The volume, the sensitiveness, the stammering reiteration, the precision, the tenderness, the subtlety of Péguy are all in this passage. One would say an artist of genius, afflicted with general paralysis, attempting to describe a miraculous vision. And he is telling us that a father kisses his small boy on the crown of his cropped little pate. And this passage of Péguy’s is no more extraordinary than any other passage of Péguy’s on any other possible subject. Imagine Walt Whitman turned a Christian mystic and endowed with ten thousand times his original flux of words.
And now, having relieved my soul, having put the accent on this intolerable defect of our poet’s—and it is almost, to my thinking, a redhibitory vice—let me turn to his bright side and discover what it is that attracts to him so many and such distinguished admirers.
It is, first of all, a touch on the canvas, a liquid and a living palette, an animation and abundance of composition which, in his too rare happy moments, suggest some large and brilliant sketch of the school of Rubens. Take the opening quatrains of the poem to which I have referred; let us open Eve:—
‘Ô mère ensevelie hors du premier jardin
Vous n’avez plus connu ce climat de la grâce,
Et la vasque et la source et la haute terrasse,
Et le premier soleil sur le premier matin.
‘Et les bondissements de la biche et du daim
Nouant et dénouant leur course fraternelle,
Et courant et sautant et s’arrêtant soudain
Pour mieux commémorer leur vigueur éternelle.’
There is, in Péguy at his best, something not so much antique as unchanged since ancient times, like the pronunciation of certain peasants; and this something makes us understand how there once was in France a people of artists, the unknown, unnamed, immortal builders of the great Gothic cathedrals; we almost believe there might still be such in reading his verse.
There is also in Péguy at his best a peculiar humanity which makes me often remember those lines of Mrs Browning concerning her favourite Greek poet:—
‘Our Euripides the Human
With his droppings of warm tears,’
and an imagination so naturally and naïvely religious that it would enchant me but for its familiarity. No Baptist minister over his tea and muffins, is on more intimate terms with the Eternal.
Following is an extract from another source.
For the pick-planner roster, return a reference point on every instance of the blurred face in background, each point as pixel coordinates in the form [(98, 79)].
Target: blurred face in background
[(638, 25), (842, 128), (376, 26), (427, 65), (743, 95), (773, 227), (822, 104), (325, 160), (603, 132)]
The interminable poem of Eve (as long—but not as beautiful! as the Iliad and the Odyssey united) fulminates against the Intellectuals of France in an outburst of rhetoric which too often degenerates into mere violence. Péguy is more really poetic in his prose. The description of rural life on the banks of the Loire, in Victor-Marie, Comte Hugo; the death of Bernard Lazare in Notre Jeunesse; above all, the long but the inspired elevations and prayers of Jeannette—especially the conversation with her little fourteen-year-old friend Hanorette (which we keep in our remembrance along with the dialogue of Antigone and Ismene, and with the scene in the Gospel of Martha and Mary, as a perfect characterisation of the two great types of Charity and Piety)—are to our thinking far more interpretative of Péguy’s true genius than the mighty jog-trot of his later muse. Still there is a power and an eloquence in that. So far as the meaning goes, all his voluminous outpourings have the same. There is but one thing needful, and that is to be a hero or a saint. Preferably, perhaps, a hero!